Os envolvidos com o vazamento dos diálogos acusaram diretamente a gravidade da invasão criminosa dos celulares e trataram com naturalidade os temas das conversas. O ministro da Justiça e Segurança Pública, Sergio Moro, afirmou que não deu nenhuma orientação aos integrantes da Lava Jato enquanto era juiz da 13ª Vara da Justiça Federal, em Curitiba. “Não vi nada de mais ali nas mensagens. O que há ali é uma invasão criminosa de celulares de procuradores, não é? Pra mim, isso é um fato bastante grave – ter havido essa invasão e divulgação.
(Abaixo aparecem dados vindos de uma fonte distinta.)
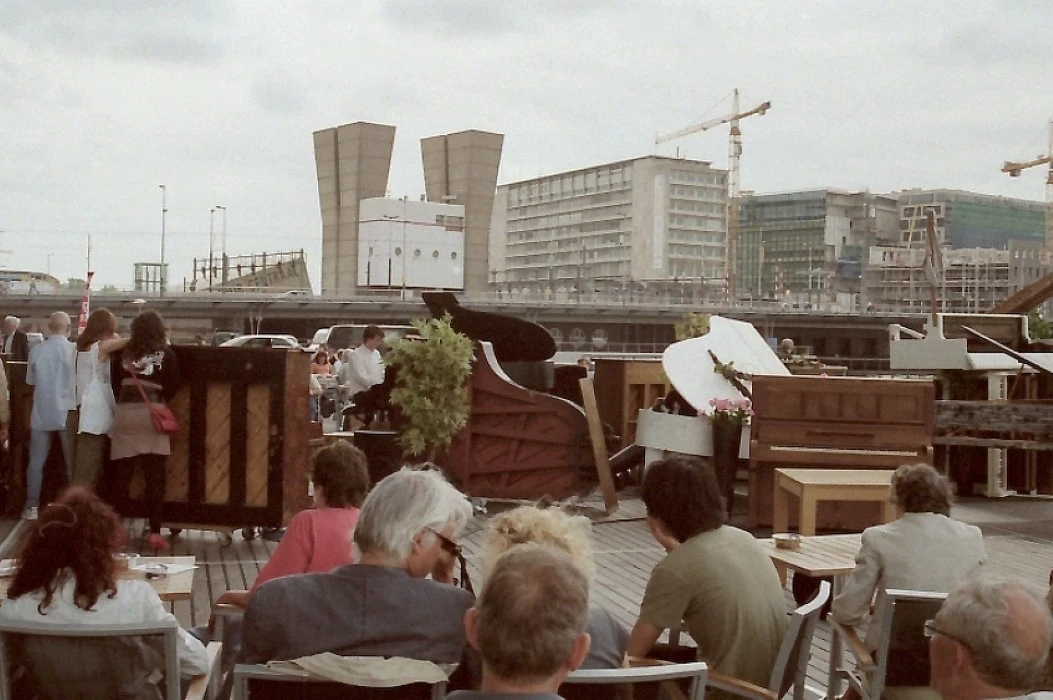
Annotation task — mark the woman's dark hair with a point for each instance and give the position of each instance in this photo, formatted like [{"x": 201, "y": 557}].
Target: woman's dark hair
[
  {"x": 684, "y": 495},
  {"x": 920, "y": 488},
  {"x": 78, "y": 534},
  {"x": 100, "y": 323},
  {"x": 148, "y": 335},
  {"x": 340, "y": 470}
]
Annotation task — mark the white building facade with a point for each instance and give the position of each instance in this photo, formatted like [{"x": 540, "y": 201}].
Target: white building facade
[
  {"x": 644, "y": 222},
  {"x": 404, "y": 244}
]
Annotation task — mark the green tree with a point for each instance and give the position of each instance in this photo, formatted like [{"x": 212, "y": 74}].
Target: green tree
[{"x": 431, "y": 390}]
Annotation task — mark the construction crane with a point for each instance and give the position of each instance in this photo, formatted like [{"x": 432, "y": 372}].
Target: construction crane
[
  {"x": 1014, "y": 168},
  {"x": 734, "y": 156}
]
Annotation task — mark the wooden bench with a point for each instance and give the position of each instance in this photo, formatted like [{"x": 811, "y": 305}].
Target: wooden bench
[{"x": 835, "y": 422}]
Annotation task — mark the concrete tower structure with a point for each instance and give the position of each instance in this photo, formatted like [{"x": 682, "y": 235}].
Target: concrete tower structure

E, quanto ao conteúdo, no que diz respeito à minha pessoa, não vi nada de mais”, afirmou Moro, em evento de secretários de Segurança Pública, em Manaus.
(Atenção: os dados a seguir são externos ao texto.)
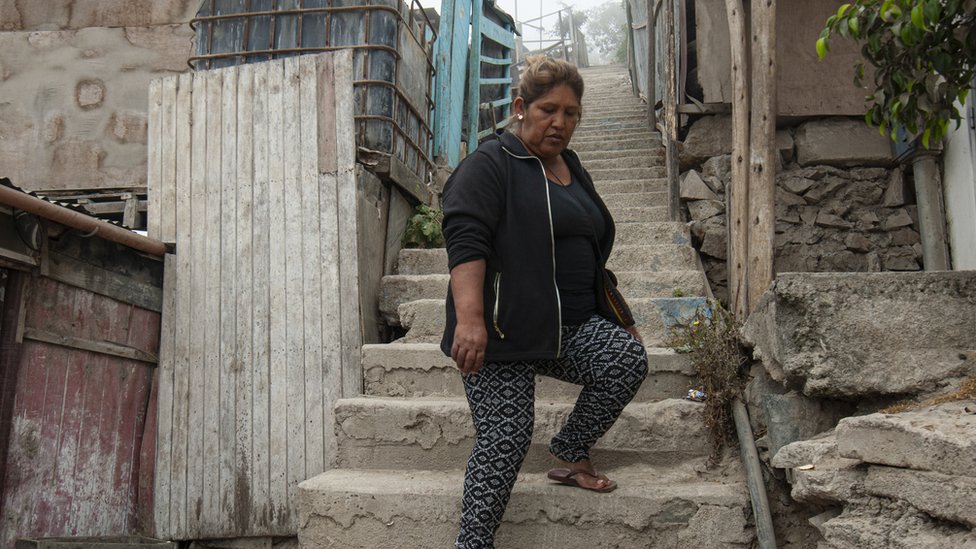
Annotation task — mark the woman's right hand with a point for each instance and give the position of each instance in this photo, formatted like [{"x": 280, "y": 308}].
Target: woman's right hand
[{"x": 468, "y": 352}]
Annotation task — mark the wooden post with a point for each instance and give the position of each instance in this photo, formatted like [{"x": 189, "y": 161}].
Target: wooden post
[
  {"x": 737, "y": 194},
  {"x": 651, "y": 26},
  {"x": 671, "y": 113},
  {"x": 762, "y": 150}
]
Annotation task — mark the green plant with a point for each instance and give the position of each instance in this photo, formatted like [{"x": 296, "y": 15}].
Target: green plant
[
  {"x": 424, "y": 228},
  {"x": 923, "y": 53},
  {"x": 712, "y": 338}
]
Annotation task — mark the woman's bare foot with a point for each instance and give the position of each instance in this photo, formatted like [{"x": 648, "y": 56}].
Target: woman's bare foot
[{"x": 581, "y": 474}]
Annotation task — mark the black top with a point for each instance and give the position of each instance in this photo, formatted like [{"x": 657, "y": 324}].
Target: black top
[
  {"x": 496, "y": 208},
  {"x": 575, "y": 220}
]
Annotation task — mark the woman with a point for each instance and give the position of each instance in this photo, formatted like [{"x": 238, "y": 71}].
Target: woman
[{"x": 527, "y": 239}]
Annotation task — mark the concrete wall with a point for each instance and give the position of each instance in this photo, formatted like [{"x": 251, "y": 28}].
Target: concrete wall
[
  {"x": 960, "y": 194},
  {"x": 807, "y": 86},
  {"x": 74, "y": 76}
]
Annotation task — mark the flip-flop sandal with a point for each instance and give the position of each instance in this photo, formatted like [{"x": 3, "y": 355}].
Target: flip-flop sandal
[{"x": 568, "y": 477}]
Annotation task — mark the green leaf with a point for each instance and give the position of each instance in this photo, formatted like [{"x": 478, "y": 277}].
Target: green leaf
[
  {"x": 822, "y": 48},
  {"x": 918, "y": 17}
]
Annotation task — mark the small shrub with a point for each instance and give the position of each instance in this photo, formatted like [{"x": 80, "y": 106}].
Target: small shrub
[
  {"x": 713, "y": 338},
  {"x": 424, "y": 228}
]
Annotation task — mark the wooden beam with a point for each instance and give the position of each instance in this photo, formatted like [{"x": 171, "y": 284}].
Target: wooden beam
[
  {"x": 101, "y": 347},
  {"x": 738, "y": 195},
  {"x": 762, "y": 150},
  {"x": 101, "y": 281}
]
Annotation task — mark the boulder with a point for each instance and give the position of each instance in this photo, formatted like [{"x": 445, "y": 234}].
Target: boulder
[
  {"x": 844, "y": 335},
  {"x": 841, "y": 142},
  {"x": 940, "y": 438},
  {"x": 709, "y": 136}
]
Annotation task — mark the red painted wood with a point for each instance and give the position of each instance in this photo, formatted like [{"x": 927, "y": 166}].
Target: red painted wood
[{"x": 80, "y": 457}]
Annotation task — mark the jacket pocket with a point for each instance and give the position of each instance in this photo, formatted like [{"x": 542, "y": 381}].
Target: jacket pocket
[{"x": 496, "y": 307}]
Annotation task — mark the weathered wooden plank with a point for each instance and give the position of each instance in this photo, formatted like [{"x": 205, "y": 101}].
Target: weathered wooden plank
[
  {"x": 163, "y": 525},
  {"x": 101, "y": 347},
  {"x": 309, "y": 111},
  {"x": 181, "y": 368},
  {"x": 350, "y": 372},
  {"x": 83, "y": 275},
  {"x": 211, "y": 429},
  {"x": 184, "y": 304},
  {"x": 245, "y": 286},
  {"x": 738, "y": 191},
  {"x": 154, "y": 162},
  {"x": 294, "y": 313},
  {"x": 196, "y": 285},
  {"x": 278, "y": 393},
  {"x": 167, "y": 183},
  {"x": 261, "y": 366},
  {"x": 228, "y": 296},
  {"x": 762, "y": 151}
]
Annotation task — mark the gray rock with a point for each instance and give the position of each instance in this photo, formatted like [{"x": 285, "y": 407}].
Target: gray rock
[
  {"x": 874, "y": 523},
  {"x": 941, "y": 438},
  {"x": 693, "y": 188},
  {"x": 947, "y": 497},
  {"x": 709, "y": 136},
  {"x": 895, "y": 191},
  {"x": 841, "y": 142},
  {"x": 898, "y": 218},
  {"x": 715, "y": 243},
  {"x": 900, "y": 259},
  {"x": 832, "y": 221},
  {"x": 703, "y": 209},
  {"x": 858, "y": 243},
  {"x": 842, "y": 335},
  {"x": 719, "y": 167}
]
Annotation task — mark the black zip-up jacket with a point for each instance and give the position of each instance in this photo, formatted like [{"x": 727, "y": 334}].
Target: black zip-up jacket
[{"x": 496, "y": 208}]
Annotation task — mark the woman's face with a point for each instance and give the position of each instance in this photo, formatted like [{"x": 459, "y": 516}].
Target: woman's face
[{"x": 548, "y": 122}]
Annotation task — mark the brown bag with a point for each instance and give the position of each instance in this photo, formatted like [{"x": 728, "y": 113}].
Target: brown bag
[{"x": 614, "y": 306}]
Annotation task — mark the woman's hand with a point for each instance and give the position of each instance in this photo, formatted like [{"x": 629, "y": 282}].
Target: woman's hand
[
  {"x": 470, "y": 335},
  {"x": 632, "y": 330},
  {"x": 468, "y": 352}
]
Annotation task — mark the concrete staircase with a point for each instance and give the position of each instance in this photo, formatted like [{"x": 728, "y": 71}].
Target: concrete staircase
[{"x": 404, "y": 444}]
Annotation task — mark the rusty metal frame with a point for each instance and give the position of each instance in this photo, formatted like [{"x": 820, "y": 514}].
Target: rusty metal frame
[{"x": 416, "y": 20}]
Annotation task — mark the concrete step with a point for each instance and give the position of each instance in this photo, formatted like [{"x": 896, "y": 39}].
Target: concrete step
[
  {"x": 653, "y": 151},
  {"x": 646, "y": 159},
  {"x": 435, "y": 433},
  {"x": 640, "y": 214},
  {"x": 424, "y": 318},
  {"x": 635, "y": 199},
  {"x": 587, "y": 146},
  {"x": 656, "y": 185},
  {"x": 623, "y": 135},
  {"x": 618, "y": 174},
  {"x": 652, "y": 259},
  {"x": 663, "y": 508},
  {"x": 649, "y": 234},
  {"x": 422, "y": 370},
  {"x": 418, "y": 261}
]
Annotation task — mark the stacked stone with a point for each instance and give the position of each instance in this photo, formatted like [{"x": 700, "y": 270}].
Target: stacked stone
[
  {"x": 894, "y": 481},
  {"x": 841, "y": 206}
]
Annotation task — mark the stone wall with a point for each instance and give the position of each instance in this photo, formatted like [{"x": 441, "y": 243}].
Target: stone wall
[
  {"x": 74, "y": 77},
  {"x": 841, "y": 204}
]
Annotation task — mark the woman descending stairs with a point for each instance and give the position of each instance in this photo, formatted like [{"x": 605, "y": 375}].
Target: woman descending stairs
[{"x": 404, "y": 444}]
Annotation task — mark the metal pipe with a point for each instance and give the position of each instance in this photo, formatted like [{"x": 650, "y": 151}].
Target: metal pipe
[
  {"x": 80, "y": 221},
  {"x": 931, "y": 211},
  {"x": 757, "y": 488}
]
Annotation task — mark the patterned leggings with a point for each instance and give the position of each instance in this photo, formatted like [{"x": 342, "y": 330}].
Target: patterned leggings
[{"x": 607, "y": 361}]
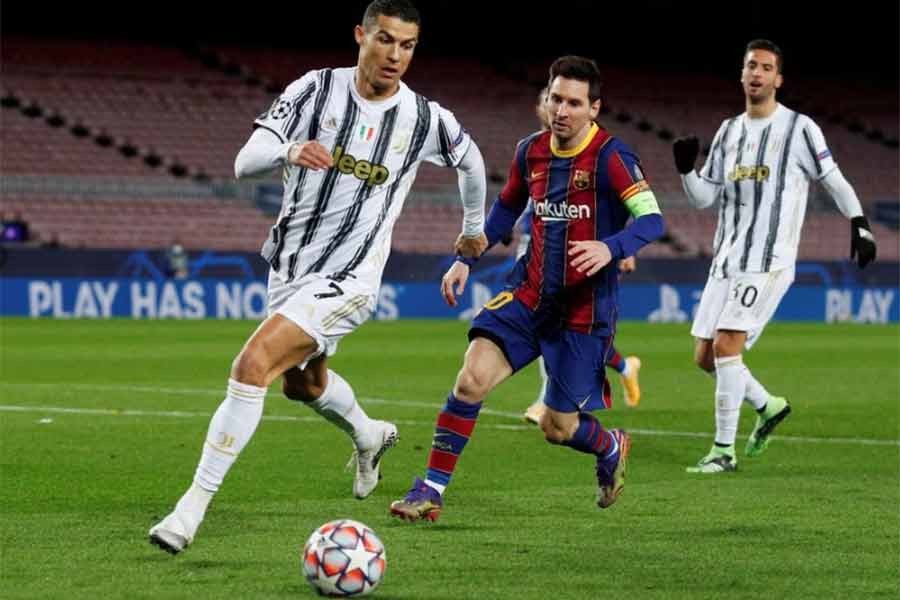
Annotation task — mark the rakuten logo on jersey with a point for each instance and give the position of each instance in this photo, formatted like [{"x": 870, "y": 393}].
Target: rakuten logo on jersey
[{"x": 561, "y": 211}]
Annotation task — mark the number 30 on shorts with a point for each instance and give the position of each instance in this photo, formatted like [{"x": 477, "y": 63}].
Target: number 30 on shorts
[
  {"x": 746, "y": 295},
  {"x": 499, "y": 300}
]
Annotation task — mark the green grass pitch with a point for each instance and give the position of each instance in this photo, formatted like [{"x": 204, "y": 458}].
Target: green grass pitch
[{"x": 816, "y": 516}]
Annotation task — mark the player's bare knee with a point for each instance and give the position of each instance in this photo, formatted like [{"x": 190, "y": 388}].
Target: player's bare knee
[
  {"x": 472, "y": 385},
  {"x": 552, "y": 432},
  {"x": 727, "y": 344},
  {"x": 705, "y": 361},
  {"x": 302, "y": 391},
  {"x": 249, "y": 367}
]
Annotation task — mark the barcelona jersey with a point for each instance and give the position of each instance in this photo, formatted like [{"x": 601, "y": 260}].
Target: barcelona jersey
[{"x": 578, "y": 194}]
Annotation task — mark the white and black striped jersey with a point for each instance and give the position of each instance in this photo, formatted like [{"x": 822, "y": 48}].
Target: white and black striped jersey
[
  {"x": 338, "y": 221},
  {"x": 765, "y": 167}
]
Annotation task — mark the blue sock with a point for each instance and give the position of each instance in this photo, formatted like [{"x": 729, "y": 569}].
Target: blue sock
[
  {"x": 592, "y": 438},
  {"x": 454, "y": 426}
]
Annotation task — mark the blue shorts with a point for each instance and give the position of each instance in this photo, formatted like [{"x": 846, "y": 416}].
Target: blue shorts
[{"x": 575, "y": 361}]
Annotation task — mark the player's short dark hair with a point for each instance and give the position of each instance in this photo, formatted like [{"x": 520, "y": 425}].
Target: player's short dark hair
[
  {"x": 580, "y": 69},
  {"x": 402, "y": 9},
  {"x": 762, "y": 44}
]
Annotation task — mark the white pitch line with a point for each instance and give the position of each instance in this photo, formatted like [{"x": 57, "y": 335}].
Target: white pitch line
[{"x": 364, "y": 400}]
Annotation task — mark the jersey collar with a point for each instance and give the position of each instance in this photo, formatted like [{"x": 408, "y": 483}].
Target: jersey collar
[{"x": 577, "y": 149}]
Já o procurador federal Deltan Dallagnol defendeu a imparcialidade da Lava Jato e lembrou que a operação acusou políticos de diversos partidos. “Cinquenta e quatro pessoas acusadas pelo Ministério Público foram absolvidas pelo juiz federal Sérgio Moro. Nós recorremos centenas de vezes contra decisões, o que mostra não só que o juiz não acolheu o que o Ministério Público queria, mas mostra que o Ministério Público não se submeteu ao entendimento da Justiça”, disse. (Leia mais sobre as manifestações dos dois na página 4).
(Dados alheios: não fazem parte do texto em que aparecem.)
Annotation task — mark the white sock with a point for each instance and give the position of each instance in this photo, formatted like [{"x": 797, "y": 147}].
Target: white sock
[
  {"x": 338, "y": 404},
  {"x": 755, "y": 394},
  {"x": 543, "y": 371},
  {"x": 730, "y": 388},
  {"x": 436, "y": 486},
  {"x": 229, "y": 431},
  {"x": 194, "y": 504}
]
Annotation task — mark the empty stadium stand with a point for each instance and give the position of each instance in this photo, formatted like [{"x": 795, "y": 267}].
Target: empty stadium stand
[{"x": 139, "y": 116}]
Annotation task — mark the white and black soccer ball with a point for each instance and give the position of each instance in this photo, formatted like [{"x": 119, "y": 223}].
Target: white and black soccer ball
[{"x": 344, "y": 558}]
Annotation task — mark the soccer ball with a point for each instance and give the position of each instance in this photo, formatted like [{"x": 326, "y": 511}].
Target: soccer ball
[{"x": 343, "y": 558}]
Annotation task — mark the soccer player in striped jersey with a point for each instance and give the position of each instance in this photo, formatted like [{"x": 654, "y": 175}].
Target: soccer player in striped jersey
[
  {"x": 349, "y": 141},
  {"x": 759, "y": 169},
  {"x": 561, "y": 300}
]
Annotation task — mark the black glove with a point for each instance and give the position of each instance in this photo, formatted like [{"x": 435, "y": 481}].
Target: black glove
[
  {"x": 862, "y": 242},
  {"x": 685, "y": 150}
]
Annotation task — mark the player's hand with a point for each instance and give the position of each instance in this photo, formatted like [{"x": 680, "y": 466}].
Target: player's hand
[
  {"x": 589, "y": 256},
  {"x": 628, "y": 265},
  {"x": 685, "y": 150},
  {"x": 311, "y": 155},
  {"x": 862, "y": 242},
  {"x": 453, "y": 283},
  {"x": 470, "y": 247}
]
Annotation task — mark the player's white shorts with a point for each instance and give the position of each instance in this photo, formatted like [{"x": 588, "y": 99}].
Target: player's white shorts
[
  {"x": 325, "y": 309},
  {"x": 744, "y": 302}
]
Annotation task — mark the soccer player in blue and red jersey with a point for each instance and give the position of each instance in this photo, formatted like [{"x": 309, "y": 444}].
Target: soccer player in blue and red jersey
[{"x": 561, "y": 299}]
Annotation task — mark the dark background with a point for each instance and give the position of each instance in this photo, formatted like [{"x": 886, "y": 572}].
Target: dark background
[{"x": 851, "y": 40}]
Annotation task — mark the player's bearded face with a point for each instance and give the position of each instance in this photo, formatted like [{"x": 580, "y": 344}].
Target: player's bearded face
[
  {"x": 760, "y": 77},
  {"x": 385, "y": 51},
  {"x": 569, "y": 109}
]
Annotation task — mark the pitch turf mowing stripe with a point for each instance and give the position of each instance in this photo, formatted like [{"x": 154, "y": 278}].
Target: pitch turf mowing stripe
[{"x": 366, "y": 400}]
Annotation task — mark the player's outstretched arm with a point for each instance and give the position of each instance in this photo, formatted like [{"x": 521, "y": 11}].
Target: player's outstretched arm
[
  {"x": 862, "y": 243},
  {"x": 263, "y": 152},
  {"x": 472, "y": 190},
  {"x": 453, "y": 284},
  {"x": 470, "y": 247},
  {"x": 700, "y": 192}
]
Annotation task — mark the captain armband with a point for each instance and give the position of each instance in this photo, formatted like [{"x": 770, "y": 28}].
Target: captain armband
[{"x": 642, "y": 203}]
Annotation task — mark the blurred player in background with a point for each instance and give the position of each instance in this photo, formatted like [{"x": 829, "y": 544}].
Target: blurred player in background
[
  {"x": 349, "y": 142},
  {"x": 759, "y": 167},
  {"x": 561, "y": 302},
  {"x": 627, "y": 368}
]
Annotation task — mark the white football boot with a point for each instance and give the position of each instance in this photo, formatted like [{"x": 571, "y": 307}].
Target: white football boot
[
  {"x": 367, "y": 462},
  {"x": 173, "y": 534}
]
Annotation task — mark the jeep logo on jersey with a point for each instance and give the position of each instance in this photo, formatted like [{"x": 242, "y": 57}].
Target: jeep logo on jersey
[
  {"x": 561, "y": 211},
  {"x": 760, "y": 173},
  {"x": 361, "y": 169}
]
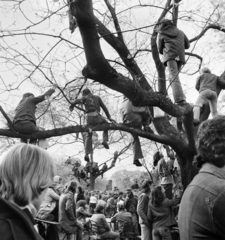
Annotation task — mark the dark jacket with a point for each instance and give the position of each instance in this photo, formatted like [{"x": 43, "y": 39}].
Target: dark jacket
[
  {"x": 92, "y": 103},
  {"x": 130, "y": 204},
  {"x": 67, "y": 213},
  {"x": 27, "y": 106},
  {"x": 16, "y": 224},
  {"x": 172, "y": 43},
  {"x": 162, "y": 216},
  {"x": 207, "y": 81},
  {"x": 201, "y": 213}
]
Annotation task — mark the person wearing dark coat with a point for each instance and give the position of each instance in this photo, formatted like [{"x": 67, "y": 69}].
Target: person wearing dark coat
[
  {"x": 172, "y": 43},
  {"x": 93, "y": 105},
  {"x": 80, "y": 195}
]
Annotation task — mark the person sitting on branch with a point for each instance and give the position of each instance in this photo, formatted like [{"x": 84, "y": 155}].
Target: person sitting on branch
[
  {"x": 93, "y": 104},
  {"x": 172, "y": 43},
  {"x": 137, "y": 117},
  {"x": 25, "y": 121},
  {"x": 206, "y": 84}
]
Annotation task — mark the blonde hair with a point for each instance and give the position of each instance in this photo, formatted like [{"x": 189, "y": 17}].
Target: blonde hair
[{"x": 25, "y": 172}]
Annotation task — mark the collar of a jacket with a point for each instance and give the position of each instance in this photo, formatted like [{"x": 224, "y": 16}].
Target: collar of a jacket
[{"x": 212, "y": 169}]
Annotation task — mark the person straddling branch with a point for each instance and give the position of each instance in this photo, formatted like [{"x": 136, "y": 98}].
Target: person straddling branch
[
  {"x": 172, "y": 43},
  {"x": 24, "y": 120},
  {"x": 206, "y": 84},
  {"x": 93, "y": 104},
  {"x": 136, "y": 117}
]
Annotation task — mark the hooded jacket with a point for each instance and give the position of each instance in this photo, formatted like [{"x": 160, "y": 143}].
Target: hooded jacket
[
  {"x": 16, "y": 224},
  {"x": 172, "y": 43}
]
A OAB (Ordem dos Advogados do Brasil) divulgou nota de seu conselho federal em que manifesta preocupação e perplexidade sobre os fatos, no entanto é cautelosa em seu tom. “É preciso, antes de tudo, prudência. A íntegra dos documentos deve ser analisada para que, somente após o devido processo legal – com todo o plexo de direitos fundamentais que lhe é inerente –, seja formado juízo definitivo de valor”, aponta o texto.

ESPIONAGEM

A publicação responsável pela divulgação das conversas, o The Intercept, é um jornal online lançado em 2014 financiado pelo empresário e programador de computador francês Pierre Omidyar, criador do Ebay. A versão brasileira foi lançada dois anos depois e tem como principal nome de sua redação o jornalista e advogado americano Glenn Greenwald – foi ele que em parceria com o ex-integrante da CIA, Edward Snowden – revelou a existência dos programas secretos de vigilância global dos Estados Unidos. Ele é casado com o deputado federal fluminense David Miranda (PSOL), que assumiu seu primeiro mandado na câmara a partir da desistência do ex-deputado Jean Wyllys (PSOL).